Anyway, back to the dream time heat of Oz and the euphoria of  mid summer where everything is hidden again. A pleasant path leading to the village of Duntocher.


 Back to beauty once more.


 Poppies in a garden.


 Summer at its finest.

 

An unusual flower. Nature always does its very best to cheer us up with beauty but a percentage of humanity seems to delight in desecrating it instead. How hard can it be to put litter in a bin or take it home with you?
 


Even the weeds do their part to hide the sea of rubbish left behind by thoughtless or evil individuals. Rose bay willow herb here.


 Pink thistles and soldier beetles getting jiggy.

 

The walk follows the route of the Antonine Wall in places. Even a percentage of Roman recruits stationed in the various forts presumably tossed litter around here. Five percent? Ten percent? Fifteen?


It's now a children's play park. Since childhood I don't leave litter around and always carry anything I bring with me on any walk back to my own house bin or find one along the route so who are these people that continually drop stuff out of cars or toss it away as they walk along. Do they want to live in a world with rubbish knee deep?  Aren't smart phones supposed to make us smarter... not turn us into idiots?


 Signpost to Rome. Only 413 leagues to walk? That actually sounds achievable! After all, they did it one thousand years ago in crap heavy gear.


In not very well padded sandals or boots as well.. maybe even bare feet for some.



Path up Golden hill.  

 

Golden hill summit view.

 


The local burn. A shady cool place under the trees in the heat.

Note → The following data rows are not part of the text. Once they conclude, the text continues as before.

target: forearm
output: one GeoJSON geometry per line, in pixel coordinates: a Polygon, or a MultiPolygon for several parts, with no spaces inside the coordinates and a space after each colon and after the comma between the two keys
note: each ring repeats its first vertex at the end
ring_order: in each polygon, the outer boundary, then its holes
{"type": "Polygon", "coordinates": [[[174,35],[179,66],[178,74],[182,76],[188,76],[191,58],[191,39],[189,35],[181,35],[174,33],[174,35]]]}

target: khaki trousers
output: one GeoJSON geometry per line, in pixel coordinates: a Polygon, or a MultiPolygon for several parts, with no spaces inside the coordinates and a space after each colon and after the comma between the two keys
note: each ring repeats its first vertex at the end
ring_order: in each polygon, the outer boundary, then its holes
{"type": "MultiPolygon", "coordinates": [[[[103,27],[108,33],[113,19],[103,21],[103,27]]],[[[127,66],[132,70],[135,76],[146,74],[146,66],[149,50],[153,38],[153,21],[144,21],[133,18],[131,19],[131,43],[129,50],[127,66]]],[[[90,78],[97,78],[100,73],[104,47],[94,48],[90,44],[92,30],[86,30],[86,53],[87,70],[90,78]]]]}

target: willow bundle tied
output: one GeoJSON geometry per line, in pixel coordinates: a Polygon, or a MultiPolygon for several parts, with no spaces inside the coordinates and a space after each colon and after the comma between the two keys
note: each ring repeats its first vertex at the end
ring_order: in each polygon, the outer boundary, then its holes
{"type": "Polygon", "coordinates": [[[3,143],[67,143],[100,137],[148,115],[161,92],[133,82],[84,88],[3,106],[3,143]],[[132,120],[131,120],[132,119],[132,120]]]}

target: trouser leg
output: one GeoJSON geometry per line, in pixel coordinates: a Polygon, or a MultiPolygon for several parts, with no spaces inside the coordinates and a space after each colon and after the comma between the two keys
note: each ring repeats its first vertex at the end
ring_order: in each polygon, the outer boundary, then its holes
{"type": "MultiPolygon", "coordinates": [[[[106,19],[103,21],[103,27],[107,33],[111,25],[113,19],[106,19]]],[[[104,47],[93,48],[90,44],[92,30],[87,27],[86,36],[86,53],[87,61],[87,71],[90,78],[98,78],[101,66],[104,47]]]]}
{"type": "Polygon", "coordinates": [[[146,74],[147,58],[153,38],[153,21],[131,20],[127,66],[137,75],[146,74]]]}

 The local park in Duntocher.


 Same local park.


 The euphoria of high summer vegetation. It hides many sins. Unlike humans, animals have to live here. This is their home and we continually destroy it. No wonder insect, bird, reptile, and mammal populations are crashing when you see what they have to live in, at ground level, in winter.

 

Farms in the Kilpatrick Hills.


 

 

Even the walk back along the A82 is beautiful at this time of year with a variety of flowering weeds. I should point out this is not a walk with an overabundance of litter on it. We both like it because it is one of the better ones, being semi rural. But over the last few months of winter and weekly walks elsewhere, with an absence of vegetation to hide it all, the current levels of rubbish in every city verge, wooded margin or canal towpath I walk past is a national scandal and makes a complete mockery of all the 'green credentials' we are supposed to be meeting. In summer I can usually ignore it and pretend all is well but during the bleak winter months it is a disgrace. How can we expect to fix climate change when we crap in our own basket.... repeatedly. No one I know leaves litter lying around but it must be someone doing it as there is so much of it. Normally I focus on or highlight the beauty that surrounds me and try to ignore the rubbish at my feet but any overseas visitors must be appalled and disgusted. Fact. The UK has one of the most varied and beautiful patchwork quilt landscapes anywhere on the planet, the envy of other countries that can only dream of such varied complexity of terrain, with every few miles offering a totally different geological feature or completely different views round every bend, yet we routinely and increasingly trash it like this... week in week out. Hopefully in the future we can develop an army of tiny garbage robots picking or eating all the litter up as the UK seems completely incapable of doing it itself. Not every country is like this though. I now carry a separate bag with me for used can collections on my travels . It's a small start against a tsunami of junk.